Phase I clinical trial of histone deacetylase inhibitor: suberoylanilide hydroxamic acid administered intravenously.

Wm. Kevin Kelly(Memorial Sloan Kettering Cancer Center), Victoria M. Richon(aTyr Pharma (United States)), Owen A. O’Connor(Cornell University), Tracy Curley(Cornell University), Barbara MacGregor-Curtelli(Cornell University), William P. Tong, Mark Klang(Cornell University), Lawrence B. Schwartz(Cornell University), Stacie Richardson(Cornell University), Eddie Rosa(aTyr Pharma (United States)), Marija Drobnjak(Cornell University), Carlos Cordon-Cordo(Cornell University), Judy H. Chiao(aTyr Pharma (United States)), Richard A. Rifkind(Cornell University), Paul A. Marks(Cornell University), Howard I. Scher(Cornell University)
PubMed
September 1, 2003
Cited by 623

Abstract

PURPOSE: To evaluate the safety, pharmacokinetics, and biological activity of suberoylanilide hydroxamic acid (SAHA) administered by 2-h i.v. infusion in patients with advanced cancer.
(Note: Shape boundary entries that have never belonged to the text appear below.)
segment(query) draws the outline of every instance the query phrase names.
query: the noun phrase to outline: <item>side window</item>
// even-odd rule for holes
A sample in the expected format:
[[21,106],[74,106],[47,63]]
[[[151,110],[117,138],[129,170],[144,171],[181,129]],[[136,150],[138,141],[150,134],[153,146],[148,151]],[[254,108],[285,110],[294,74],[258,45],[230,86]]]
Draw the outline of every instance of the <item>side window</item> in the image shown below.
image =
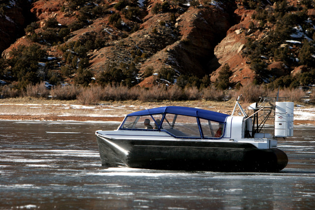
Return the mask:
[[138,116],[132,116],[127,117],[125,120],[124,124],[122,125],[122,128],[125,129],[132,129],[134,128],[136,122],[137,122],[137,118]]
[[197,118],[167,114],[165,115],[162,129],[177,137],[200,138]]
[[[158,126],[159,126],[159,124],[161,123],[161,120],[162,120],[162,117],[163,117],[163,115],[162,114],[154,115],[152,115],[152,117],[153,117],[153,119],[155,120],[155,121],[152,121],[152,126],[153,126],[153,129],[157,129],[158,128]],[[161,129],[162,129],[162,128],[163,127],[162,127]]]
[[152,117],[151,115],[128,117],[122,127],[124,129],[158,129],[157,124],[159,125],[162,117],[162,115],[155,115]]
[[200,120],[205,138],[220,138],[223,135],[224,123],[201,119]]

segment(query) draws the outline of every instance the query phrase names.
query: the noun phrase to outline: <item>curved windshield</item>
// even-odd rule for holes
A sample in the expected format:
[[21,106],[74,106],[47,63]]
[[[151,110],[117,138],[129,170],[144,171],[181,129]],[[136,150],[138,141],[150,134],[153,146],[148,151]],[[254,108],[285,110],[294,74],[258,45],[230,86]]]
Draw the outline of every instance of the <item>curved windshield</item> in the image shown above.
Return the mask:
[[158,129],[162,115],[143,115],[127,117],[125,120],[121,129]]
[[178,137],[201,137],[197,118],[195,117],[166,114],[162,128]]

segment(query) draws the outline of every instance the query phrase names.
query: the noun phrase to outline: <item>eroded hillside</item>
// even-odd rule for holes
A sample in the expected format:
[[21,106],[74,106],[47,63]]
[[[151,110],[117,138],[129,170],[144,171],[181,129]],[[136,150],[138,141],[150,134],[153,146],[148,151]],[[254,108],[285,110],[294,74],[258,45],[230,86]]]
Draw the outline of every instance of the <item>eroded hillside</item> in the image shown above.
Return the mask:
[[313,1],[32,3],[36,19],[0,62],[0,79],[19,88],[41,80],[207,86],[223,69],[227,87],[314,82]]

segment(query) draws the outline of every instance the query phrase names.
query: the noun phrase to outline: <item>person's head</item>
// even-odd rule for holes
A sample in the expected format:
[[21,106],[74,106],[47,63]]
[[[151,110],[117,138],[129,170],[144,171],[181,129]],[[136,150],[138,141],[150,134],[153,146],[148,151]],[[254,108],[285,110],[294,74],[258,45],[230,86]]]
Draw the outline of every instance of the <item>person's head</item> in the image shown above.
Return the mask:
[[161,120],[160,120],[159,119],[157,119],[156,120],[156,123],[155,123],[156,125],[156,129],[158,129],[160,123],[161,123]]
[[223,129],[223,128],[224,127],[224,123],[219,123],[219,128]]
[[144,120],[144,122],[145,125],[149,125],[150,124],[150,120],[149,119],[145,119]]

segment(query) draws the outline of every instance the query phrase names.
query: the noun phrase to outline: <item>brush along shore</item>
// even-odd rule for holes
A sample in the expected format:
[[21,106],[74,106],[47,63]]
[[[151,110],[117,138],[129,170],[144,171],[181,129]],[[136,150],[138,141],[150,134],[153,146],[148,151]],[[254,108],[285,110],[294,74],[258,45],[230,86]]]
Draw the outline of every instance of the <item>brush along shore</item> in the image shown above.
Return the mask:
[[[30,97],[0,99],[0,120],[77,121],[121,121],[127,114],[165,106],[181,106],[230,115],[235,101],[205,100],[143,102],[140,101],[102,101],[96,105],[83,105],[78,100],[42,99]],[[248,103],[241,102],[247,111]],[[315,124],[315,109],[296,104],[294,124]]]

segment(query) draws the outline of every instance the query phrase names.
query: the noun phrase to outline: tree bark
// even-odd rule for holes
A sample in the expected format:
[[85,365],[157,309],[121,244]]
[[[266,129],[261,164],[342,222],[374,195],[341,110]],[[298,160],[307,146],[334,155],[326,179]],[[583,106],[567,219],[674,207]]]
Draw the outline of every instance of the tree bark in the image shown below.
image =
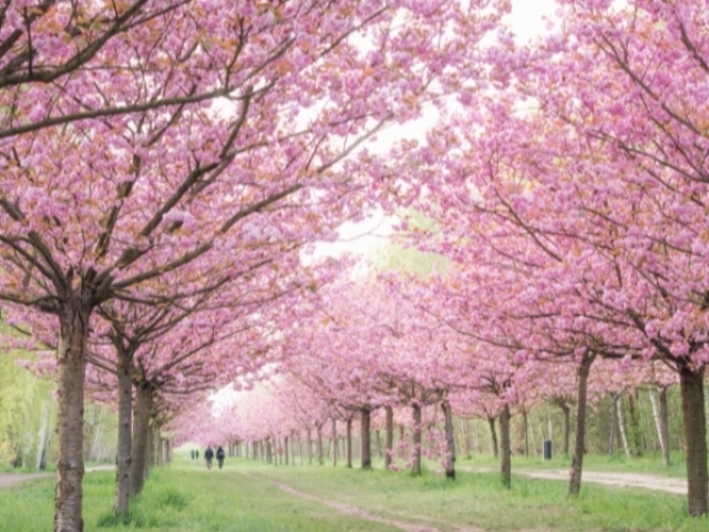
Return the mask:
[[332,467],[337,467],[337,419],[332,418]]
[[470,447],[470,418],[465,418],[461,421],[461,428],[463,430],[463,452],[465,458],[471,459]]
[[512,485],[512,442],[510,441],[510,405],[505,405],[500,413],[500,443],[501,443],[501,472],[502,484],[505,488]]
[[308,446],[308,466],[312,466],[312,430],[308,429],[306,443]]
[[564,413],[564,456],[568,457],[572,433],[572,409],[568,405],[563,405],[562,412]]
[[660,449],[662,450],[662,466],[667,467],[669,466],[669,419],[667,413],[667,388],[664,386],[658,388],[650,388],[650,403],[653,405],[653,418],[655,418],[657,437],[660,440]]
[[445,427],[445,478],[455,479],[455,429],[453,428],[453,409],[448,399],[441,403]]
[[625,416],[623,415],[623,397],[616,399],[616,412],[618,413],[618,430],[620,432],[620,439],[623,440],[623,449],[625,449],[625,456],[630,458],[630,446],[628,444],[628,434],[625,429]]
[[133,444],[131,446],[131,495],[135,497],[145,485],[145,470],[148,460],[151,439],[151,410],[153,409],[153,390],[150,386],[140,385],[135,389],[135,411],[133,412]]
[[610,433],[608,434],[608,456],[613,457],[615,452],[616,427],[618,424],[618,398],[614,393],[610,395],[613,402],[610,403]]
[[690,515],[706,515],[709,497],[703,380],[703,367],[695,369],[687,364],[679,366],[687,454],[687,502]]
[[347,467],[352,469],[352,418],[347,418]]
[[384,411],[387,412],[387,452],[384,456],[384,468],[390,469],[394,458],[394,409],[387,406],[384,407]]
[[54,531],[81,532],[84,477],[84,378],[92,307],[72,294],[59,313],[58,440]]
[[133,357],[123,349],[115,346],[117,357],[117,380],[119,380],[119,448],[116,449],[115,462],[115,502],[113,514],[116,516],[127,516],[131,500],[131,436],[133,426],[133,382],[131,380],[131,369]]
[[40,430],[38,432],[37,456],[34,459],[34,469],[39,471],[42,466],[42,456],[44,454],[44,446],[47,441],[47,428],[49,427],[49,401],[42,401],[42,411],[40,413]]
[[423,427],[421,426],[421,405],[418,401],[413,401],[411,405],[413,417],[413,452],[411,460],[411,473],[421,474],[421,432]]
[[633,392],[629,392],[627,398],[630,418],[631,454],[635,458],[639,458],[643,456],[643,430],[640,429],[640,415],[638,412],[639,405],[636,405],[636,396],[634,396]]
[[530,458],[530,416],[522,412],[522,436],[524,437],[524,458]]
[[497,451],[497,431],[495,430],[495,418],[489,417],[487,424],[490,426],[492,454],[493,457],[497,458],[499,451]]
[[362,438],[362,469],[372,469],[372,444],[370,438],[371,410],[367,407],[360,410]]
[[590,365],[596,358],[595,352],[584,352],[578,367],[577,400],[576,400],[576,441],[574,442],[574,458],[568,480],[568,492],[577,495],[580,491],[580,477],[584,467],[584,448],[586,446],[586,397],[588,395],[588,375]]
EXPERIMENTAL DESIGN: SAHA was administered for 3 days every 21 days in part A and 5 days for 1-3 weeks in part B. Dose escalation proceeded independently in patients with solid tumor and hematological malignancies (part B only). Pharmacokinetic studies were performed along with assessment of acetylated histones in peripheral blood mononuclear cells and tumor tissues. RESULTS: No dose-limiting toxicities were observed in 8 patients enrolled in part A (75, 150, 300, 600, and 900 mg/m(2)/day). Among 12 hematological and 17 solid tumor patients enrolled in part B (300, 600, and 900 mg/m(2)/day), therapy was delayed > or = 1 week for grade 3/4 leukopenia and/or thrombocytopenia in 2 of 5 hematological patients at 600 mg/m(2)/day x 5 days for 3 weeks. The maximal-tolerated dose was 300 mg/m(2)/day x 5 days for 3 weeks for hematological patients. One solid patient on 900 mg/m(2)/day x 5 days for 3 weeks developed acute respiratory distress and grade 3 hypotension. The cohort was expanded to 6 patients, and no additional dose-limiting toxicities were observed. Mean terminal half-life ranged from 21 to 58 min, and there was dose-proportional increase in area under the curve. An accumulation of acetylated histones in peripheral blood mononuclear cells up to 4 h postinfusion was observed at higher dose levels. Posttherapy tumor biopsies showed an accumulation of acetylated histones by immunohistochemistry. Four (2 lymphoma and 2 bladder) patients had objective tumor regression with clinical improvement in tumor related symptoms. CONCLUSIONS: Daily i.v. SAHA is well tolerated, inhibits the biological target in vivo, and has antitumor activity in solid and hematological tumors.